Units of measure (Celsius vs. Fahrenheit)


#1

Should we be standardizing on the units of measure of the data that we are logging?

I’m so accustomed to using Fahrenheit for temperature but celcius might make more sense.

  1. Practically the whole rest of the world uses celcius
  2. Many libraries for temperature sensors default to celcius

Is the resolution of a single celcius degree enough or should we record it to the tenth of a degree?

Reference
For a temperature of 50 - 80 degrees Fahrenheit the equivalent is 10 - 26.7 degrees celcius.

Anyone have any thoughts on the matter?

We can discuss gallons/liters later :wink:


#2

Short answer: Record your measurements in tenths of a Celsius degree. But, set your code up so you can pick the format you are most intuitively familiar with for viewing charts. If using Celsius means you will be constantly doing conversions in your head to Fahrenheit, why go through that hassle? Granted, metric is better in so many ways. But, in the US, it’s not the standard.
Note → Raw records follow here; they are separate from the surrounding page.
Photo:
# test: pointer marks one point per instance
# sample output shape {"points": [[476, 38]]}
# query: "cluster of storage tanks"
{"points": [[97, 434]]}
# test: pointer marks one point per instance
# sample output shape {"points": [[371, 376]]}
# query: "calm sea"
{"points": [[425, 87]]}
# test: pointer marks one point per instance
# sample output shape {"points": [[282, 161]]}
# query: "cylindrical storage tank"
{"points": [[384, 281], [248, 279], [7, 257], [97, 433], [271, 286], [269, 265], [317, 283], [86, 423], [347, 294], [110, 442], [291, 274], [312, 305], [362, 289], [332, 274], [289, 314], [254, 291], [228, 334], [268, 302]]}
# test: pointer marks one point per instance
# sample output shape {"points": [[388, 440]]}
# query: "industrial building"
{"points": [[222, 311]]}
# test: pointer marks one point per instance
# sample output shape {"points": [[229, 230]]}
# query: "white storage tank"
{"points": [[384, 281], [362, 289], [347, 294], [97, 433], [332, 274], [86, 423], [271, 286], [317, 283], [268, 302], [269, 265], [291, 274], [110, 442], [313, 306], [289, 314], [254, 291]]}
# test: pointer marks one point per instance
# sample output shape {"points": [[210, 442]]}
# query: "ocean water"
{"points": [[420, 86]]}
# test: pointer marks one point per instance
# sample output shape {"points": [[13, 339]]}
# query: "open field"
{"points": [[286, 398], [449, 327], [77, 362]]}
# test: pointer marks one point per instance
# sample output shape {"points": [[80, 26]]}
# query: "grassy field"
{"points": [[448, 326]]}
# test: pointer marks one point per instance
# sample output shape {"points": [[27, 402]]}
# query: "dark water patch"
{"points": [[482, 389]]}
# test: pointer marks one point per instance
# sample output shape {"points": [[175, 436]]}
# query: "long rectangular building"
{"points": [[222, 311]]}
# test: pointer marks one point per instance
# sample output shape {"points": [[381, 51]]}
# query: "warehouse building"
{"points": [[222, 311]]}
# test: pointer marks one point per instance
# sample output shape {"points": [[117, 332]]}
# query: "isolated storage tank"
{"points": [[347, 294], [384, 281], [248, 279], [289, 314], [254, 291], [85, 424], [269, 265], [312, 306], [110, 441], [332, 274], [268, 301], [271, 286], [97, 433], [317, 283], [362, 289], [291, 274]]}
Long answer: About this time last year, I made a data logging system that I used for microgreens and then lettuce. One of my goals was to make a working example of sharing datasets. At the time, people were talking on the forum about sharing data, but nothing much was happening.

Anyhow, I grew my stuff, took a bunch of pictures, logged temp & humidity, made charts, stuck the datasets up on github, and linked to it in a post here. As far as I can tell, about 5 people looked at my data, and maybe about 2 of them engaged me in conversations about it. Beyond that, nothing much happened. At that time, I was using Celsius, but I don’t remember anybody saying anything to indicate that they cared about my units.

The lesson I took from that experience was that I should focus on collecting data in a format that was most useful to me, because I was probably the only one who would ever be looking at it closely.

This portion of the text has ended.